Les entreprises de la gig économie espèrent pouvoir poursuivre des accords similaires ailleurs, notamment en France et en Espagne, où les revendications des chauffeurs-livreurs sont parfois vives. Dans les prochaines semaines, le gouvernement espagnol pourrait finaliser sa loi sur l’économie des petits boulots, qui contraindrait les entreprises à considérer leurs travailleurs comme des employés. La riposte est dès lors toute prête et calquée sur le modèle de l’accord italien, visant à préserver le modèle économique des grandes plateformes comme Uber, misant sur la précarisation et la dépendance de ses travailleurs, qui toutefois tiennent au concept d’indépendance qui accompagne le métier.
Ce phénomène rappelle étrangement le cas de Uber en Californie qui, après avoir été contraint lors d’un procès à se conformer à la loi AB5, avait organisé un référendum afin de contourner la loi. Cette loi AB5 en Californie forçait pourtant toutes les entreprises de location de voiture à considérer leurs travailleurs indépendants comme salariés, mais elle n’était pas au goût de la compagnie. Le Massachusetts était vite entré dans la danse, et avait également poursuivi Uber et Lyft pour la manière dont ils considéraient leurs conducteurs. Uber et Lyft avaient finalement eu gain de cause en Californie, après une campagne de soutien au référendum au coût mirobolant, et des pratiques de manipulations via leur application, selon des chauffeurs. Une spécialité en esquive des lois qu’ils pourraient bien vouloir exercer sur le terrain européen.

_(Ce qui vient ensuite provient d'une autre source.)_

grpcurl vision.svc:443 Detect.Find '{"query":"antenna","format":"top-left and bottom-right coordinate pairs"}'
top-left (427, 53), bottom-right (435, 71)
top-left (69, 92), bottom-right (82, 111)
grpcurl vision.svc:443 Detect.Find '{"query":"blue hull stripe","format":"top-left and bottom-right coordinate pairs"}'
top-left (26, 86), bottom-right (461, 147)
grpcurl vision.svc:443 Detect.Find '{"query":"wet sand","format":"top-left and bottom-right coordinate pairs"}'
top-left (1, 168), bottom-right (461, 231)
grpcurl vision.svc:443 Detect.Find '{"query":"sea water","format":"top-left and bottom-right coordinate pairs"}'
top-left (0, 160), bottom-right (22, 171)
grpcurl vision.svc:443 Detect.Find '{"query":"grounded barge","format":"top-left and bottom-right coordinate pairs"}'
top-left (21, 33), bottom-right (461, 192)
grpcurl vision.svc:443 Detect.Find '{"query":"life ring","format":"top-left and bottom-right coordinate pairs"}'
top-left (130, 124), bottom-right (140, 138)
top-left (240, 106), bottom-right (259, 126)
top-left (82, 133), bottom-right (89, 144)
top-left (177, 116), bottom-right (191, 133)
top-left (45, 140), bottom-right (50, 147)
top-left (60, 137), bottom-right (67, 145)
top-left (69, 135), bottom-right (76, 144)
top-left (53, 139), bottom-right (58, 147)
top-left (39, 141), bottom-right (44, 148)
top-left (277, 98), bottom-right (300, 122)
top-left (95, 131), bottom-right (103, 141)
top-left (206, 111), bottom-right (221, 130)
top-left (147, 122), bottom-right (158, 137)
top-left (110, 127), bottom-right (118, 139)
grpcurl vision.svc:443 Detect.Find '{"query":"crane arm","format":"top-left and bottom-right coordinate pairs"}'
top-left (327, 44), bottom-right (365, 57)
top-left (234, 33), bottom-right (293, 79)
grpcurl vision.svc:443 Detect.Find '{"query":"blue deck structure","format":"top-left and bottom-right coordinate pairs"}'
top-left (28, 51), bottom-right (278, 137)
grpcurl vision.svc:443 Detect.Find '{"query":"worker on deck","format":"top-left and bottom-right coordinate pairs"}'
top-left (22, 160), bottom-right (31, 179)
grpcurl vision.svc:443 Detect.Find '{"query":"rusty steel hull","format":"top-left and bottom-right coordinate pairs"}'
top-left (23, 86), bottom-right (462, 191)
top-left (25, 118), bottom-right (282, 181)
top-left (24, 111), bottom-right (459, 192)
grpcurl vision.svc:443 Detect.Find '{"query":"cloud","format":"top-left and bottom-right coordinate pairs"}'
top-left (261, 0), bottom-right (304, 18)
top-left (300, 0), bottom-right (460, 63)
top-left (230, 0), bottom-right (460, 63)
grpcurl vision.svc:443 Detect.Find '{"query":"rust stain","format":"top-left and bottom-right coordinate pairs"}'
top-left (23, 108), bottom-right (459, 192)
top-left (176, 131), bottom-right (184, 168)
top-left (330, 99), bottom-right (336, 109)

Ce référendum, comme l’accord italien de septembre, troque une panoplie complète de droits et d’avantages sociaux pour les employés contre des concessions minimes. L’accord passé en Italie va cependant un peu plus loin que ce que prévoyait le référendum de Californie, dans ce qu’il offre de négociation collective aux travailleurs indépendants. Est-ce pourtant assez ? L’argument de “flexibilité” offert par Uber, Deliveroo ou Glovo est à ce jour bien documenté, démonté, et prouvé illusoire. Les conditions de travail des livreurs le sont tout autant, et prouvent bien l’urgence d’un changement de modèle. Pris dans un dilemme entre rendement, efficience et protection sociale, droit du travail rime avec licenciement de masse pour les grandes plateformes de la gig économie. Une réalité qui n’est pourtant pas binaire, tant les livreurs ne souhaitent pas forcément abolir l’indépendance et la flexibilité qui découle du métier qu’ils exercent, mais bien plutôt les pratiques et manque de considération qui les accompagne.